714 N.Y.S.2d 118 | N.Y. App. Div. | 2000

In a habeas corpus proceeding, the petitioner appeals from an order of the Supreme Court, Westchester County (West, J.), entered May 10, 1999, which denied the writ and dismissed the proceeding.

Ordered that the order is affirmed, without costs or disbursements.

On November 18, 1983, the petitioner was convicted of robbery and sentenced to an indeterminate term of 5 to 15 years imprisonment. On January 22, 1991, he was paroled. On February 6, 1992, while on parole, the petitioner was arrested on a Federal bank robbery charge. On March 1, 1993, the petitioner was convicted in Federal court and sentenced to 135 months imprisonment.
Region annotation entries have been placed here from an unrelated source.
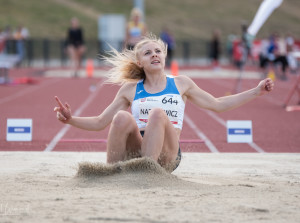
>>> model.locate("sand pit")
[0,152,300,223]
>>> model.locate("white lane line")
[202,109,265,153]
[44,80,103,152]
[184,114,219,153]
[0,79,60,104]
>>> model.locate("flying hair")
[101,34,167,85]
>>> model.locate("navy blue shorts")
[140,131,181,171]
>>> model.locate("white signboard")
[227,120,253,143]
[6,119,32,141]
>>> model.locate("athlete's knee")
[149,108,166,122]
[111,111,132,129]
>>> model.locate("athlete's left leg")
[141,108,179,166]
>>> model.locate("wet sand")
[0,152,300,223]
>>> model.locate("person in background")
[125,8,147,50]
[210,29,221,70]
[66,17,86,77]
[13,25,29,66]
[160,27,175,68]
[285,33,297,74]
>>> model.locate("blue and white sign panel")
[6,119,32,141]
[227,120,253,143]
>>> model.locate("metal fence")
[5,39,218,67]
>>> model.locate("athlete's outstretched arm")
[54,85,131,131]
[182,77,274,112]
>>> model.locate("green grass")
[0,0,300,39]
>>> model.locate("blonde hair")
[130,8,143,20]
[102,34,167,85]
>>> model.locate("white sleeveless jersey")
[131,76,185,129]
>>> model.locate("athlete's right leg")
[107,111,142,163]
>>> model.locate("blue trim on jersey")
[133,77,180,100]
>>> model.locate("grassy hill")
[0,0,300,39]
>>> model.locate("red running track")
[0,69,300,153]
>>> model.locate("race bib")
[139,95,180,124]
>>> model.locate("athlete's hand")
[258,78,274,95]
[54,96,72,123]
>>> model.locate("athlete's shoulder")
[118,82,137,102]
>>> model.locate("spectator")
[160,27,175,67]
[210,29,221,69]
[13,25,29,66]
[285,33,297,74]
[125,8,147,50]
[66,17,86,77]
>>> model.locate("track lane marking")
[44,80,103,152]
[0,79,60,104]
[184,114,219,153]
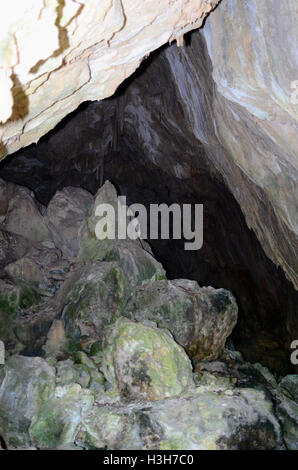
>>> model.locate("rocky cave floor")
[0,180,298,450]
[0,23,298,450]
On November 15, 1993, the New York State Division of Parole filed a parole violation warrant against the petitioner while he was serving the Federal sentence. On September 8, 1997, the petitioner was released from Federal custody and shortly thereafter was taken into custody by the Division of Parole. In 1998, following a final parole revocation hearing, the petitioner’s parole was revoked.

The petitioner contends that the determination revoking his State parole in 1998 was improperly based upon the current and less lenient version of 9 NYCRR 8005.20 (c), effective January 27, 1997, and that this constitutes an unconstitutional ex post facto penalty. We disagree.

Initially, the record demonstrates that the determination *557revoking the petitioner’s parole was not made pursuant to the current version of the regulation. In any event, even had the determination been made pursuant to the current version of the regulation, that would not constitute an impermissible ex post facto penalty (see, People ex rel. Santoro v Hollins, 273 AD2d 829; People ex rel. Alsaifullah v New York State Div. of Parole, 269 AD2d 550; People ex rel. Tyler v Travis, 269 AD2d 636; People ex rel. Kelly v New York State Div. of Parole, 264 AD2d 361; People ex rel. Johnson v Russi, 258 AD2d 346).

The petitioner’s remaining contentions are unpreserved for appellate review. Mangano, P. J., S. Miller, Friedmann and Feuerstein, JJ., concur.